Malgré des progrès importants au cours des dernières années, la physiopathologie de l’ICFEp attribuée à la lipotoxicité n’est pas encore complètement comprise. Il est établi que les patients atteints d’ICFEp présentent une accumulation notable de lipides myocardiques par rapport à ceux atteints d’insuffisance cardiaque avec fraction d’éjection réduite (ICFEr) et de témoins sains5. Les données de séquençage de l’ARN provenant de biopsies cardiaques ont montré une régulation négative du gène de la lipoprotéine lipase (LPL) dans le groupe ICFEp par rapportaux patients sains et ICFEr 6. Le poloxamer-407 (P-407) est un copolymère séquencé qui induit une hyperlipidémie en bloquant la LPL et en augmentant par la suite les triglycérides plasmatiques et le cholestérol des lipoprotéines de basse densité (LDL)7. Des études antérieures ont démontré une expression élevée des récepteurs LDL (LDLR) dans le cœur des souris ICFEp8.
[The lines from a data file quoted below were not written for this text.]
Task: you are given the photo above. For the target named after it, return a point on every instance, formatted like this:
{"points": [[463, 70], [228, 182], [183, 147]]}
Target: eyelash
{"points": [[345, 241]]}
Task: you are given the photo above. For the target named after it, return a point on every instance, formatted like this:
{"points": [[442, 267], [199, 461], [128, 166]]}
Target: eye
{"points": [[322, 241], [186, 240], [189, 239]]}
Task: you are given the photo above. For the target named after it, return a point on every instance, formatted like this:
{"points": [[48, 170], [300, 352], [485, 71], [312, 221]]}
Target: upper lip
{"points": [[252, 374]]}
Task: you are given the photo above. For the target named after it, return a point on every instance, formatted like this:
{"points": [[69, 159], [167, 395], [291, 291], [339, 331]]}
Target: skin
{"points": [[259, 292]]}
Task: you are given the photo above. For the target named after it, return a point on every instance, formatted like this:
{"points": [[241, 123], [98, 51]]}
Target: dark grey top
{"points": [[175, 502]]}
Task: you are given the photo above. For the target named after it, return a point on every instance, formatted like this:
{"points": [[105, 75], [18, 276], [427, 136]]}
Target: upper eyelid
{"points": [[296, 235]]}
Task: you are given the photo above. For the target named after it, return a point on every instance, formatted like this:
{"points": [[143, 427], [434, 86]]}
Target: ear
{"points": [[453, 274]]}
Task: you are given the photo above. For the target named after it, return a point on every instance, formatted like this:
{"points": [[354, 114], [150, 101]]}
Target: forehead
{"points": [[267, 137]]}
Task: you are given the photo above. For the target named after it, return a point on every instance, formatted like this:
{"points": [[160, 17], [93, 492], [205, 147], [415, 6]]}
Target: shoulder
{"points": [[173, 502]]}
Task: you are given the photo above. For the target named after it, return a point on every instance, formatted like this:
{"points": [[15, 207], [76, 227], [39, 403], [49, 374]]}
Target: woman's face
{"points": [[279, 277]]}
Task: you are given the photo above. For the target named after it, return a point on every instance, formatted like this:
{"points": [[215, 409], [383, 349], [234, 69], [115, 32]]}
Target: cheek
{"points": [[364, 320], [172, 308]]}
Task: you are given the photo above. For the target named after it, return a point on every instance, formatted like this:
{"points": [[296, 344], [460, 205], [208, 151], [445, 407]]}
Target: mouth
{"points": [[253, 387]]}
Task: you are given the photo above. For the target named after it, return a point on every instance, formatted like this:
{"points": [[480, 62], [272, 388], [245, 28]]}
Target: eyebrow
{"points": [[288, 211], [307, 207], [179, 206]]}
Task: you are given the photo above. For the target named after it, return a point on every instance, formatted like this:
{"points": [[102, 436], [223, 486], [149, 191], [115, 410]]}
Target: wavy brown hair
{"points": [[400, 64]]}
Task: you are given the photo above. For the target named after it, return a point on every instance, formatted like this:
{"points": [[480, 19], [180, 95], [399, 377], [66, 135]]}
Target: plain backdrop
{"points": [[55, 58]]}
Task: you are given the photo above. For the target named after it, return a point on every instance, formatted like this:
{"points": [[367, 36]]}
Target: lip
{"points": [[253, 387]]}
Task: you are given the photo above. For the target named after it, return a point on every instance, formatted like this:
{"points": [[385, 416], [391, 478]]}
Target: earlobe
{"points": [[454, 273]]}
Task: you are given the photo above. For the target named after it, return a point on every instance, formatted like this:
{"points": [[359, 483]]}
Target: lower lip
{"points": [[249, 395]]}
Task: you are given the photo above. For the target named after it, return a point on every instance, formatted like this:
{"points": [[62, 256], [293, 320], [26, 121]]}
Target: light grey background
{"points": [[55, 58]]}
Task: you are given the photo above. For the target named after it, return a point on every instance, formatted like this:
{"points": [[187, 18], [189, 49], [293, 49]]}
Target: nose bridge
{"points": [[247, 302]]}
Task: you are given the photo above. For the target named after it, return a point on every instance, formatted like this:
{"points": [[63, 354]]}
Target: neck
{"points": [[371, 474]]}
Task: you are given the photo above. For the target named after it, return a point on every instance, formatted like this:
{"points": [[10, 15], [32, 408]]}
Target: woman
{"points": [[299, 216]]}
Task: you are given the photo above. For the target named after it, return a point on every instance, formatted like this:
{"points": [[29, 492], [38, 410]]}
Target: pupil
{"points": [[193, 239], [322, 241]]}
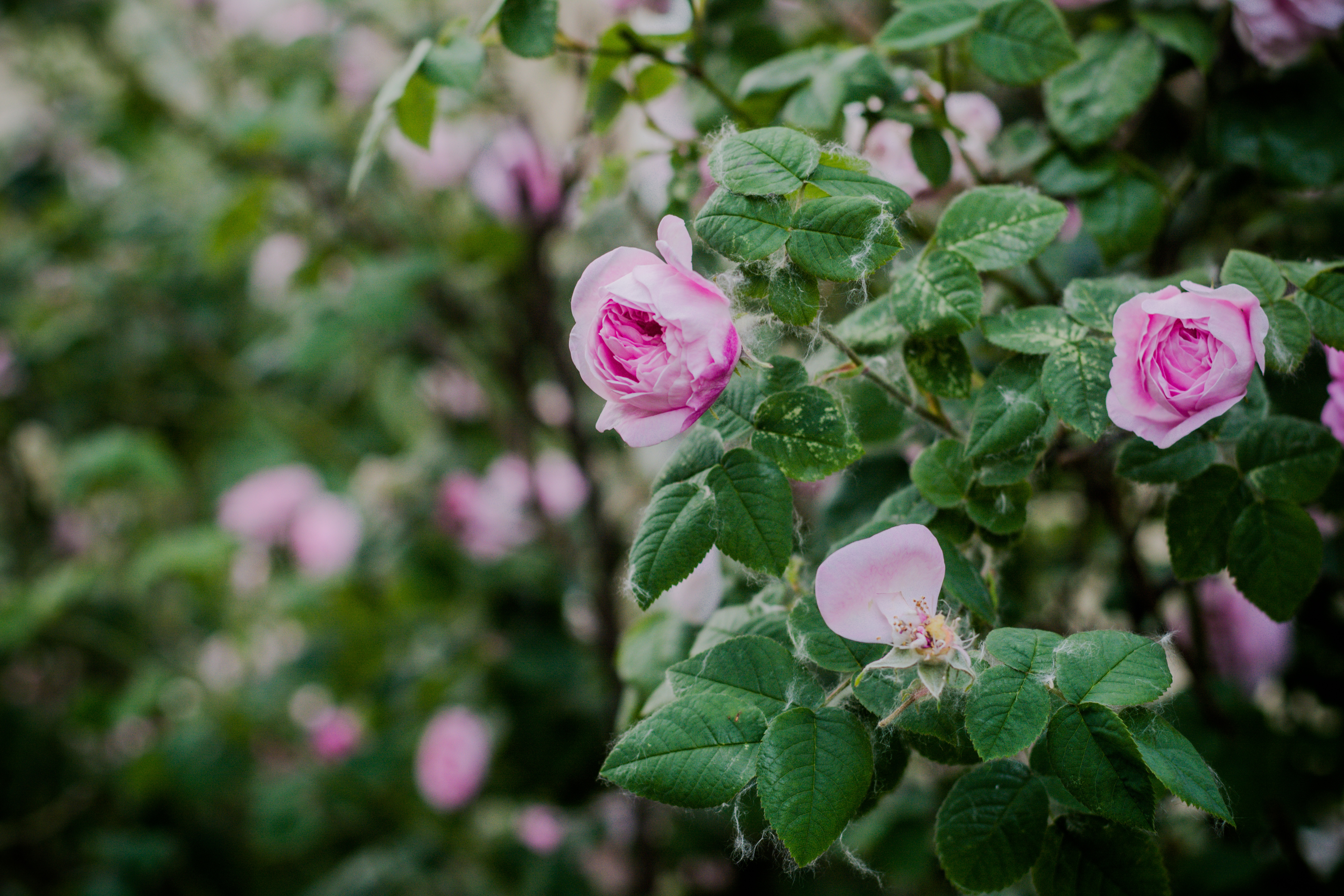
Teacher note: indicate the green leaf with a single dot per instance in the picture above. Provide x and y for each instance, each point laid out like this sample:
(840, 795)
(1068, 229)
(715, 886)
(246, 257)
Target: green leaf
(1276, 557)
(1036, 331)
(1288, 459)
(765, 162)
(696, 753)
(1025, 649)
(528, 27)
(991, 827)
(940, 296)
(1002, 510)
(1099, 762)
(1022, 42)
(675, 536)
(1126, 217)
(939, 365)
(1076, 381)
(843, 237)
(1143, 461)
(825, 647)
(1177, 764)
(1115, 668)
(1006, 711)
(928, 25)
(1088, 101)
(941, 473)
(1290, 336)
(755, 511)
(1200, 522)
(701, 449)
(1001, 226)
(1181, 30)
(814, 773)
(1256, 273)
(744, 228)
(1087, 856)
(806, 433)
(749, 668)
(1010, 410)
En s’appuyant sur ces résultats et en reconnaissant le besoin pressant de modèles animaux imitant fidèlement l’ICFEp cardiométabolique, un modèle murin induit par l’hyperlipidémie a été élaboré et présenté. Ce modèle a été conçu pour explorer l’ICFEp, en mettant explicitement l’accent sur l’implication de la lipotoxicité et du syndrome métabolique. Induit par l’hyperlipidémie/le blocage de la LPL et l’augmentation de l’expression cardiaque du LDLR, ce modèle a été établi chez des souris WT-129 sur un fond 129J par des injections intrapéritonéales (i.p.) bihebdomadaires de P-407 combinées à une injection intraveineuse unique (i.v.) du virus adéno-associé 9-troponine cardiaque T-LDLR (AAV9-cTnT-LDLR)9.
Entre 4 et 8 semaines après le traitement, un large éventail d’évaluations a été effectué, englobant l’échocardiographie, l’enregistrement de la pression artérielle, la pléthysmographie du corps entier (WBP), la télémétrie par électrocardiographie continue (ECG), la surveillance de la roue d’activité (AWM), ainsi que des analyses biochimiques et histologiques9. À quatre semaines, les souris LDLR/P407 ou « double traitement » présentaient des caractéristiques distinctes de l’ICFEp, notamment une dysfonction diastolique, une fraction d’éjection préservée et une augmentation de l’épaisseur de la paroi ventriculaire gauche9. De plus, la télémétrie ECG et l’AWM ont révélé des blocages cardiaques et une activité réduite, respectivement. Notamment, la pression artérielle et la fonction rénale sont restées normales9. À huit semaines, la fonction diastolique s’est détériorée et les mesures de la WBP ont révélé une réduction de la fréquence respiratoire9.
Une exploration plus approfondie du modèle de double traitement a révélé une fibrose, des rapports pulmonaires humides/secs élevés et des rapports poids cardiaque/poids corporel9. L’autopsie a révélé une ascite, une ischémie cardiaque et des xanthélasmas. Curieusement, des morts subites ont été documentées entre 6 et 12 semaines après le traitement9. Ce modèle d’ICFEp induit par l’hyperlipidémie murine fournit un outil expérimental rapide, précieux et prometteur pour démêler les complexités du syndrome métabolique contribuant à la dysfonction diastolique avec ICFEp médiée par la lipotoxicité.